We all drank the toast, and all shook hands with Mr. Jack Maldon; after which he hastily took leave of the ladies who were there, and hurried to the door, where he was received, as he got into the chaise, with a tremendous broadside of cheers discharged by our boys, who had assembled on the lawn for the purpose. Running in among them to swell the ranks, I was very near the chaise when it rolled away; and I had a lively impression made upon me, in the midst of the noise and dust, of having seen Mr. Jack Maldon rattle past with an agitated face, and something cherry-coloured in his hand.
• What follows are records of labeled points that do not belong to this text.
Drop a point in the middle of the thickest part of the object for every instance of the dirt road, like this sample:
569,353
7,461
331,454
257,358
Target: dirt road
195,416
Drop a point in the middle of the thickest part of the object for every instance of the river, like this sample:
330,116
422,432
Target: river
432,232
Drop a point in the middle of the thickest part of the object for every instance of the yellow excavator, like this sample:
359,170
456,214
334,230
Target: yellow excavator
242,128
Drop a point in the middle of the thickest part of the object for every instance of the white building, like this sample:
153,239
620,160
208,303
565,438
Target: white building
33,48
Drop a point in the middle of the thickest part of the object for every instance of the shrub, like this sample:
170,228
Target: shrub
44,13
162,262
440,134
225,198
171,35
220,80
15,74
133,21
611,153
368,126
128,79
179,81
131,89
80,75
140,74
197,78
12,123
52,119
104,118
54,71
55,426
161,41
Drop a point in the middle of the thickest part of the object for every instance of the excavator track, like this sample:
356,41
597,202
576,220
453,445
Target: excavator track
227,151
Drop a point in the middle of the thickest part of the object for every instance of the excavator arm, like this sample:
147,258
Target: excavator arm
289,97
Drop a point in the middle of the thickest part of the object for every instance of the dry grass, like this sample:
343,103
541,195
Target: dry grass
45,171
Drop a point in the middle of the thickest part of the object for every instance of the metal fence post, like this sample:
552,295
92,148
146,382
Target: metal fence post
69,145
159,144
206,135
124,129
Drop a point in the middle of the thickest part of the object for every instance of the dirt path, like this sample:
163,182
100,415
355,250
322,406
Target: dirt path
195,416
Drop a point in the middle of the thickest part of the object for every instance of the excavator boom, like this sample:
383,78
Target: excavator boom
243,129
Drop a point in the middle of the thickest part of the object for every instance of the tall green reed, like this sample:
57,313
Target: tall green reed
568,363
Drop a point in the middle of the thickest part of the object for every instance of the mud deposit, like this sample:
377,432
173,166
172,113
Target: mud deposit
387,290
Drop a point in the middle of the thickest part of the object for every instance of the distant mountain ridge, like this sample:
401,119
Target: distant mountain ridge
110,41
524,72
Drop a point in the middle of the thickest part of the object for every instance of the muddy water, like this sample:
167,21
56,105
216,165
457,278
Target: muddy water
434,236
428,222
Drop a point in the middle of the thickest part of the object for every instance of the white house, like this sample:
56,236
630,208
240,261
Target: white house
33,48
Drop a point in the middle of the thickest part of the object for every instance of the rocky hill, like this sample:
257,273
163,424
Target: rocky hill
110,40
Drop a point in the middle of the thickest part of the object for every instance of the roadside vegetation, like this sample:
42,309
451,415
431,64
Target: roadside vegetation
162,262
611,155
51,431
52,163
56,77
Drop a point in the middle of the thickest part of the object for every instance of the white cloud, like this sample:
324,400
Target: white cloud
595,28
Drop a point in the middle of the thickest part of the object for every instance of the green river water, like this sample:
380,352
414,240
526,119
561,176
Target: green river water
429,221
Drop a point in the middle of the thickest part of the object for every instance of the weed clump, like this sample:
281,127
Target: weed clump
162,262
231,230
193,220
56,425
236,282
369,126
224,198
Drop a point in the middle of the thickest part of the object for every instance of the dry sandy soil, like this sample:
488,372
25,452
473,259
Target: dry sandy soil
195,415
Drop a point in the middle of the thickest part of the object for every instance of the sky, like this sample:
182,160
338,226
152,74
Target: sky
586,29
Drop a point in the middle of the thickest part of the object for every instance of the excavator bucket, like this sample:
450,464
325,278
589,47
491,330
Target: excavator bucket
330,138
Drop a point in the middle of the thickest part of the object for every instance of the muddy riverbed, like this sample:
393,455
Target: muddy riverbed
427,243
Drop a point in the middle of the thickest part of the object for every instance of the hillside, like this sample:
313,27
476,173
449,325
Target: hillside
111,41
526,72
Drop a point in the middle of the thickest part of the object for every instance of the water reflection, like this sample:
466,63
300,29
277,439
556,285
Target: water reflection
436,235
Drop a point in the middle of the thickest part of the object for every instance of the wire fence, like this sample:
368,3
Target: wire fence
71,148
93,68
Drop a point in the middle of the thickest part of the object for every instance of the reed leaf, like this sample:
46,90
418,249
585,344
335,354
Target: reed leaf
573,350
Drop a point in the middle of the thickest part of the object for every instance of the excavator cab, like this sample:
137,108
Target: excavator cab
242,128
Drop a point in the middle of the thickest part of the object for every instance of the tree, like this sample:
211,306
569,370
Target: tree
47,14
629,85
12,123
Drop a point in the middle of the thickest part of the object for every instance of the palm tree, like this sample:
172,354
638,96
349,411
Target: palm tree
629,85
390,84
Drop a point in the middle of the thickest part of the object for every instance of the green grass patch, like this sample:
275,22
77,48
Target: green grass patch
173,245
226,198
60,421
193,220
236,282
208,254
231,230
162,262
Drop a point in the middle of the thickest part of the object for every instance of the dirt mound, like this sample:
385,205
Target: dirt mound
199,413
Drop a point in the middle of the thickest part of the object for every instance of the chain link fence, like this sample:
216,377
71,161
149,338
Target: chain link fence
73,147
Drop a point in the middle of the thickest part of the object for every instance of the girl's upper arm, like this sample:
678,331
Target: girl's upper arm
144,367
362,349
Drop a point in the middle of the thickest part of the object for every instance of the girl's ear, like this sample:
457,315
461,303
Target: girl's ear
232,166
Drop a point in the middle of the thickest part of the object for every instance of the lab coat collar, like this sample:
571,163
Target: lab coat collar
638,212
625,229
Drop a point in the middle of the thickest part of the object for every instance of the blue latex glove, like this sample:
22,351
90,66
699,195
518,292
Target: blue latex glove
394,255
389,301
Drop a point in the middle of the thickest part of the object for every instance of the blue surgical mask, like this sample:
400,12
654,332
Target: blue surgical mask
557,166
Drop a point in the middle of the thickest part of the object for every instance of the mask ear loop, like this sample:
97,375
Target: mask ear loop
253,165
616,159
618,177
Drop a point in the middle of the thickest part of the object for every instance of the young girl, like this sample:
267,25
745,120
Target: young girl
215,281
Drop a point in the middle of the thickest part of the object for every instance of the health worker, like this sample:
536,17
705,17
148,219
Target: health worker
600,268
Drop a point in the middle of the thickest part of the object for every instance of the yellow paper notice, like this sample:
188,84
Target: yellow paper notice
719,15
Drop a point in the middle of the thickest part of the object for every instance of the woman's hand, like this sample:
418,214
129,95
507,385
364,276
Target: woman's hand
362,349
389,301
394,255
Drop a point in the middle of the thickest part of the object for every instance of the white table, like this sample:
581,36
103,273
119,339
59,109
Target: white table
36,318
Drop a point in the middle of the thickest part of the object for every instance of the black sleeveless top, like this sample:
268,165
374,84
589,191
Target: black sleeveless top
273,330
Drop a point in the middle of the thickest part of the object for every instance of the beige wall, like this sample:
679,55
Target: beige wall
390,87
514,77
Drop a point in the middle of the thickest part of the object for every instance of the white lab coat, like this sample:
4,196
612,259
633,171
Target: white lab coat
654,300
After another broadside for the Doctor, and another for the Doctor's wife, the boys dispersed, and I went back into the house, where I found the guests all standing in a group about the Doctor, discussing how Mr. Jack Maldon had gone away, and how he had borne it, and how he had felt it, and all the rest of it. In the midst of these remarks, Mrs. Markleham cried: 'Where's Annie?'

No Annie was there; and when they called to her, no Annie replied. But all pressing out of the room, in a crowd, to see what was the matter, we found her lying on the hall floor. There was great alarm at first, until it was found that she was in a swoon, and that the swoon was yielding to the usual means of recovery; when the Doctor, who had lifted her head upon his knee, put her curls aside with his hand, and said, looking around:

'Poor Annie! She's so faithful and tender-hearted! It's the parting from her old playfellow and friend - her favourite cousin - that has done this. Ah! It's a pity! I am very sorry!'

When she opened her eyes, and saw where she was, and that we were all standing about her, she arose with assistance: turning her head, as she did so, to lay it on the Doctor's shoulder - or to hide it, I don't know which. We went into the drawing-room, to leave her with the Doctor and her mother; but she said, it seemed, that she was better than she had been since morning, and that she would rather be brought among us; so they brought her in, looking very white and weak, I thought, and sat her on a sofa.

'Annie, my dear,' said her mother, doing something to her dress. 'See here! You have lost a bow. Will anybody be so good as find a ribbon; a cherry-coloured ribbon?'

It was the one she had worn at her bosom. We all looked for it; I myself looked everywhere, I am certain - but nobody could find it.